The likelihood of knowing our patients outside the professional sphere is greater, and we not infrequently find ourselves caring for friends, their families, and colleagues. Absence of direct access to specialist palliative care services mean that much of our patients’ end-of-life care is provided by generalists – GPs, hospital doctors, domiciliary nurses, rural and remote and hospital nursing staff. Geography and distance may require innovative solutions, reliance on telephone consultations, and sometimes admission to hospital earlier than would be the case in urban centres.
Reflecting on my own practice, a special person who exemplifies many of these aspects of rural palliative care comes to mind. Louise was a mother of four, very close to me in age, who lived over an hour from our rural hospital. I knew her reasonably well as I had been involved in her care in her last two pregnancies. I remember her distress as she presented to ED just before Christmas, with a breast lump. She had to wait out the Christmas break before she could access assessment at the regional centre. Surgery followed the diagnosis, and I assisted at her operation in our hospital. Over the next five years, she underwent chemotherapy at the regional hospital, as well as in the satellite chemotherapy unit in the local hospital in which I worked.

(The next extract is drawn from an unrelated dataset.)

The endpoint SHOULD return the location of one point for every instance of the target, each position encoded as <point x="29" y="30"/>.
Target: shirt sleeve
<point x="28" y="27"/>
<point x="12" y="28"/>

As her illness progressed, her symptoms were managed with a combination of hospital visits, phone consultations, and liaising with the rural and remote nurse in her town. Louise knew better than I did as she came into hospital two weeks before her death that she would not be returning home. I found caring for her over the years was simultaneously rewarding and confronting on both a personal and professional level.
The rewards that come with this ability to provide our patients with holistic care “from the cradle to the grave” are immense. However, maintaining our ability to continue to provide effective care when faced with patients we know well requires self-awareness and self-care. So how do we manage this? Some of the factors that are important in maintaining our effectiveness as clinicians include:
- Recognising that it is alright to care. “Compassionate caring” – the ability to engage with our patients on a deeper and more meaningful level – has been shown to decrease stress, burnout and depression in clinicians (Dr Robin Youngson – Time to Care)
- Utilising a team approach – recognising that no one person can meet the needs of a patient and family in the palliative setting
- Creating links with specialist colleagues, and utilising them as a “sounding board” when faced with difficult palliative dilemmas - especially helpful with patients with whom we have a close relationship, or identify with
- Self-care – formal and informal debriefing, having your own GP
- Utilising online resources and chat forums to decrease professional isolation – CareSearch, Decision Assist, Australian College of Rural & Remote Medicine RRMEO
- Ongoing education which can increase our capacity to provide care and decrease feelings of helplessness when faced with challenging palliative issues (PEPA, CPCRE).
Dr Liz Hawkins is the Senior Medical Officer in Atherton, QLD.